Honors Senior Theses/Projects

Date of Award

6-2014

Department

Honors Program

Faculty Advisor

Mark Henkels

Honors Program Director

Gavin Keulks

Abstract

For the past decade, citizens, governments, and scholars alike have expressed ongoing concerns about the increasing rates of violent crimes committed by drug traffickers, organized criminal groups, and gangs within the United States and Central America. The gang Mara Salvatrucha, familiarly known as MS-13, arguably presents the largest threat to national and regional security. The gang’s relatively recent emergence, growth, and expansion has raised serious concern. The criminal group is responsible for a multitude of crimes that directly threaten the welfare of citizens and state security from the suburbs of Washington D.C. to slums in Central American. This gang’s coast-to-coast presence plagues cities and communities across the United States, claiming territory in at least 42 states. MS-13 now claims 10,000 members in the U.S. and 70,000 Latin American members across the entire American continent (FBI 2008). The U.S. government’s concerns about gangs have heightened with the increasing growth of MS-13, both in membership and sophistication. Congress maintains an interest in crime and gang violence in Central America, as well as the related activities of the U.S. branches of MS-13 within our borders. Central American governments, the media, and some scholars have attributed a significant proportion of violent crime plaguing the region to the recent globalization of U.S. gang culture.

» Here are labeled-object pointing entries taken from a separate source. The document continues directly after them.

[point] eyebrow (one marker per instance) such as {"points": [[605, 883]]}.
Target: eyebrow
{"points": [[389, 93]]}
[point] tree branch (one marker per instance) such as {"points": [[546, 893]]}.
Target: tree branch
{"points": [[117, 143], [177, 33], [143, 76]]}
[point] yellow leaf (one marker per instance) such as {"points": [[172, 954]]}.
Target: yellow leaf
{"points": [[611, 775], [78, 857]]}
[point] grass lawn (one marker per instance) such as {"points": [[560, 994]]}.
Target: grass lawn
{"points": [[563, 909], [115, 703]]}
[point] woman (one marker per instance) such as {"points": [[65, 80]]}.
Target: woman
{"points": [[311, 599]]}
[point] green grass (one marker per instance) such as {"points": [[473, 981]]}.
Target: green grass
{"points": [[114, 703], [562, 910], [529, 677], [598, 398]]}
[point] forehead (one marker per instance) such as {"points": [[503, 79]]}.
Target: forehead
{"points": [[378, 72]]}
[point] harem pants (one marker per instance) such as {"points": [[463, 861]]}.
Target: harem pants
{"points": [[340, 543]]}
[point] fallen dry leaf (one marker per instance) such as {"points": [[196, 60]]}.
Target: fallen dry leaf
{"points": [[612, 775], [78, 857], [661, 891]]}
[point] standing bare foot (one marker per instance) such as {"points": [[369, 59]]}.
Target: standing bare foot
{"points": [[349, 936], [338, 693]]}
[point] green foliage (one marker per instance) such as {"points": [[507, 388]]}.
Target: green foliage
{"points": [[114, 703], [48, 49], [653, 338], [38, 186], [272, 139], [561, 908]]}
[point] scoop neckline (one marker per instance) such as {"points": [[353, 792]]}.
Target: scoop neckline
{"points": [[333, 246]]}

This thesis provides a current overview of the threat posed by MS-13, as well its historical origins and evolution as a criminal organization. The first half analyzes the birth of the gang in Los Angeles in the 1980s and the political factors contributing to MS-13’s continental migration south over the past two decades. American criminal deportations play an important role in the transnational nature of MS-13 and will be analyzed. Many blame U.S. deportation policies for the globalization of the gang and fueling the current gang epidemic in Central America. Subsequently, the context in which the gang operates within Central America, specifically in El Salvador is examined. Many scholars and government officials agree that the suppressive policies enacted by Central American states, specifically the Mano Dura (“hard hand”) laws have failed at countering both MS-13 membership and its associated crime and violence.

The latter half of this thesis focuses on the evolution of U.S. policy responses, at the international level, enacted to address the security implications posed by MS-13. The concern of this thesis is not whether the U.S. government is responding but rather if its responses are designed and implemented thoughtfully so that the limited funding is allocated effectively. Policy-makers in the U.S. and Central American are struggling to find the right combination of suppressive and preventive policies to combat MS-13. Most analysts agree that a more comprehensive, regional approach to the sophisticated gang is necessary to prevent further escalation of the problems created by the gang’s illicit activity.